Peggy Woods from Houston, Texas on September 22, 2020:
What a great idea to have an emotional first aid kit at the ready for those unsettling times we all experience. Writing things down, or keeping a journal is a technique that many psychologists recommend to their patients. Art therapy is also a good outlet. You have given people some tools to use, which is excellent.
sowspeaks (author) from Bengaluru on September 22, 2020:
I always am grateful for your keen observations and valuable insights. Here again, I enjoyed knowing what you do to get out of your dark moods.
I confess that most of my writing used to be when I was upset. Words would just pour out on such occasions.
Delighted to know that you liked the title. Keep safe and stay well.
sowspeaks (author) from Bengaluru on September 22, 2020:
Hi Eric, it is always a pleasure to have you visit. And yes the office is always someplace that requires it. Have a great day!
Danny from India on September 22, 2020:
Sowrabha, you have listed some great tips for boosting the spirits. Hats off mam. I liked the Emotional first aid kit subsection. How true that keeping photos of loved ones creates good vibes
Lorna Lamon on September 22, 2020:
I love the idea of an emotional first-aid kit which is an excellent tool in helping to cope with various moods. You also mention writing these feelings down. I tend to ask people to keep a journal which is basically the same thing. Great article and wonderful concept.
Shibangi Das from Paradeep, Jagatsinghpur, Odisha on September 22, 2020:
Oh my god, ma'am, this is such a beautiful article!

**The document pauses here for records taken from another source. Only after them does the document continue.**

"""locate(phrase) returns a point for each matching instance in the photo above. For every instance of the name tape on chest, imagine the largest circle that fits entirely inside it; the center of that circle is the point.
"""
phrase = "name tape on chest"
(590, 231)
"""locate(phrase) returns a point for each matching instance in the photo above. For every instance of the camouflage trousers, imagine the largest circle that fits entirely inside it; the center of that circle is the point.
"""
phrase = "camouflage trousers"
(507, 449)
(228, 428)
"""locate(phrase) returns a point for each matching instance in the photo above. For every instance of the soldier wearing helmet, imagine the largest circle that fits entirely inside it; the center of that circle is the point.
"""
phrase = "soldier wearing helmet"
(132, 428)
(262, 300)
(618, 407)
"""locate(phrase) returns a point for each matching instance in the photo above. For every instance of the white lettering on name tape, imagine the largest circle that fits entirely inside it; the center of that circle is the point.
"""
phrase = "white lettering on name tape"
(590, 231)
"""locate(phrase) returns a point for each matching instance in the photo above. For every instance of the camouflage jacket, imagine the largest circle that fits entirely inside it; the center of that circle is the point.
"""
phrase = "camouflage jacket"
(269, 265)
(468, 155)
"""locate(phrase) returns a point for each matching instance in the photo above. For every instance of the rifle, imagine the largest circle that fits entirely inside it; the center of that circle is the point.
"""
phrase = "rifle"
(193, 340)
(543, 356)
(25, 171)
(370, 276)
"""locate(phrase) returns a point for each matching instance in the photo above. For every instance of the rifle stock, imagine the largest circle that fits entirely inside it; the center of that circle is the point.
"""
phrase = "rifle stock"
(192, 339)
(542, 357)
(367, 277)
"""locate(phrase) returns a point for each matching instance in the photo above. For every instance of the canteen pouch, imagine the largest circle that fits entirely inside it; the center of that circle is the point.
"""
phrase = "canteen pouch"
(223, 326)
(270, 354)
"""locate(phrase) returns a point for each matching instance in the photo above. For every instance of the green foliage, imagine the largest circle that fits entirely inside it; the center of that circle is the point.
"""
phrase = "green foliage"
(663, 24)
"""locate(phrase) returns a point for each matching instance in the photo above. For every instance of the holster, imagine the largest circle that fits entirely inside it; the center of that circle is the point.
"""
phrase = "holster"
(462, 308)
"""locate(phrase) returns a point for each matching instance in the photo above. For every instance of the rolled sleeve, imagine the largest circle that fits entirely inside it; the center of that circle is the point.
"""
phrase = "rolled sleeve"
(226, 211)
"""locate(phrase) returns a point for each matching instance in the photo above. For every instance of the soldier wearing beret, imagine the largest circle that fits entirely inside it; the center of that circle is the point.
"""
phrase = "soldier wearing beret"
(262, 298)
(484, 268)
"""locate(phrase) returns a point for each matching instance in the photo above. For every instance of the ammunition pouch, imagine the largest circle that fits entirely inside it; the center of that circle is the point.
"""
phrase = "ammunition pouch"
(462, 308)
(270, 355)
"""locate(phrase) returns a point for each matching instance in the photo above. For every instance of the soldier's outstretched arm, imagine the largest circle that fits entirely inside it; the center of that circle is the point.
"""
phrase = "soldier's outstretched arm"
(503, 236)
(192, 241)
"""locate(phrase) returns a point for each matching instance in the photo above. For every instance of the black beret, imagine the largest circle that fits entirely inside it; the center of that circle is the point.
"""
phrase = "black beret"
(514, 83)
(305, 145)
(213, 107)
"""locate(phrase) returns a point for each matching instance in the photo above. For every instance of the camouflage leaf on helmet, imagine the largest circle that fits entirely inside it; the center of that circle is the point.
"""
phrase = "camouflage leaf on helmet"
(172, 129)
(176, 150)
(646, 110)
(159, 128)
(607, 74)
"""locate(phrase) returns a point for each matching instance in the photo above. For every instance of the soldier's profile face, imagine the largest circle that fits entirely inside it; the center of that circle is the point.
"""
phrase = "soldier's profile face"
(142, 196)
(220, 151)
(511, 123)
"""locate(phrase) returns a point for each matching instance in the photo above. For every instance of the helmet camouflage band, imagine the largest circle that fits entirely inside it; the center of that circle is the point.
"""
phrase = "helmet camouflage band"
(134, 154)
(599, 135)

I didn't know that what I possessed was an emotional first-aid kit. Thanks for sharing!
Chitrangada Sharan from New Delhi, India on September 22, 2020:
What an excellent article and I love the title. May be, we all do that, in times of stress, but you organised all the points nicely, for quick reference.
I do make use of the emotional first aid kit, many times. Writing in a diary, talking to my loved ones, praying and narrating everything silently to the ‘Supreme’, are some of my tools.
Well thought and well written. Thanks for sharing.
Eric Dierker from Spring Valley, CA. U.S.A. on September 21, 2020:
I think this is a dandy concept. I have a few places where I keep such things. My office is like one big one. My job is to use it it I reckon.